A Python lambda function is an anonymous function that works just like a normal one with arguments. They are handy when Data Scientists need to use a function only once and don’t want to write an entire Python function.

# Lambda
function = lambda: return_value
function = lambda argument_1, argument_2: return_value

Python Comprehension

Comprehensions are one-line codes that allow data professionals to create lists from iterables sources, such as lists. They are perfect for simplifying for-loops and map() while addressing one of the fundamental premises in Data Science: "readability counts." So, try not to overcomplicate your list/dictionary comprehensions.

list = [i+1 for i in range(10)]                   # [1, 2, ..., 10]
set  = {i for i in range(10) if i > 5}            # {6, 7, 8, 9}
iter = (i+5 for i in range(10))                   # (5, 6, ..., 14)
dict = {i: i*2 for i in range(10)}                # {0: 0, 1: 2, ..., 9: 18}

out = [i+j for i in range(10) for j in range(10)]

# Is the same as
out = []
for i in range(10):
    for j in range(10):
        out.append(i+j)

Python Comprehension If statement

new_list = [expression for member in iterable (if conditional)]
sentence = 'the rocket came back from mars'
vowels = [i for i in sentence if i in 'aeiou']
print(vowels)
['e', 'o', 'e', 'a', 'e', 'a', 'o', 'a']

Python Comprehension If-Else

Data Scientists use if-else statements to execute a code only if a certain condition is satisfied.

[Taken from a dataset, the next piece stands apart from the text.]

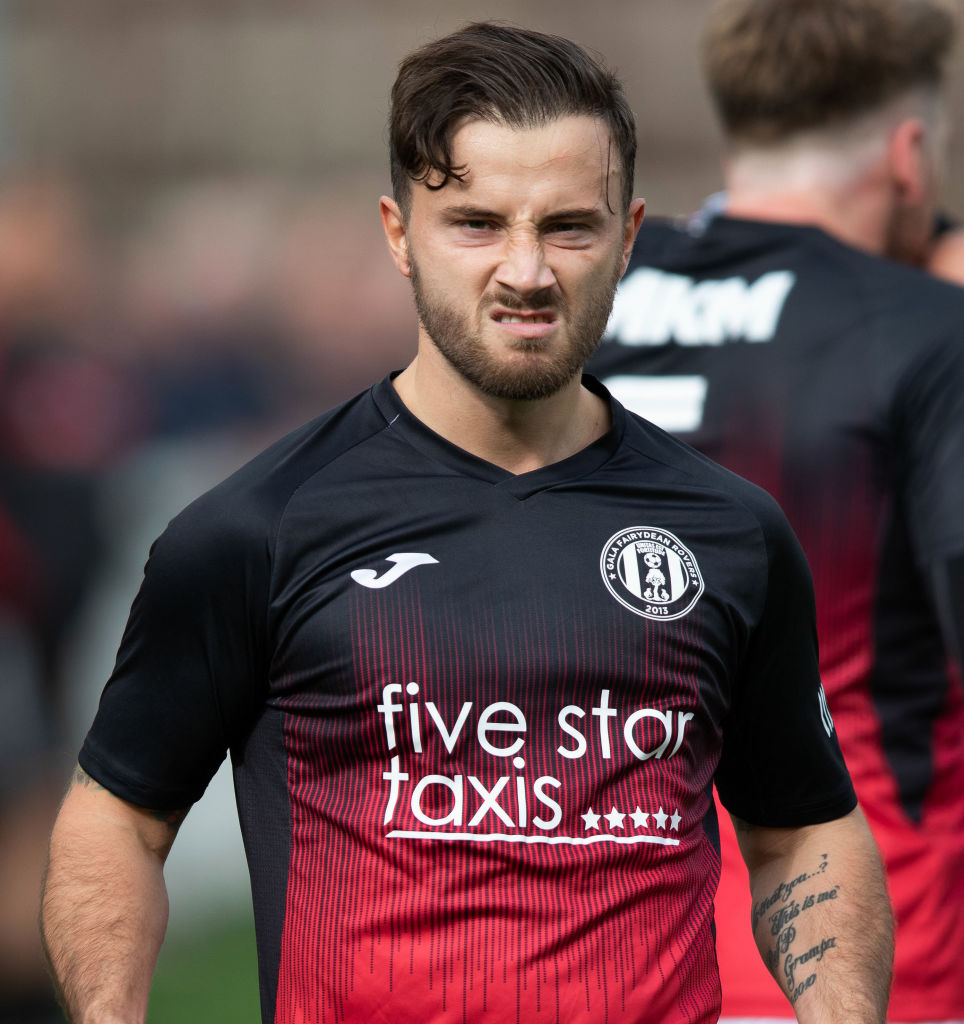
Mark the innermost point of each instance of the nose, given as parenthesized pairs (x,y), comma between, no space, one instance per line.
(524,267)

obj = expression_if_true if condition else expression_if_false

obj = [a if a else 'zero' for a in (0, 1, 2, 3)]
['zero', 1, 2, 3]

Python Libraries


Libraries are lifesavers for Data Scientists. Some of these libraries are massive and have been created specifically to address data professionals’ needs. Because both Numpy and Pandas allow multiple and essential features to Data Scientists, below, you will find some of the basic features useful to beginners and early career Data Scientists.

NumPy

Python is a high-level language as there is no need to manually allocate memory or specify how the CPU performs certain operations. A low-level language, such as C gives us this control and improves specific code performance (vital when working with Big Data). One of the reasons why NumPy makes Python efficient is because of vectorisation, which takes advantage of Single Instruction Multiple Data (SIMD) to process data more quickly. NumPy will become extremely useful as you apply linear algebra to your machine learning projects.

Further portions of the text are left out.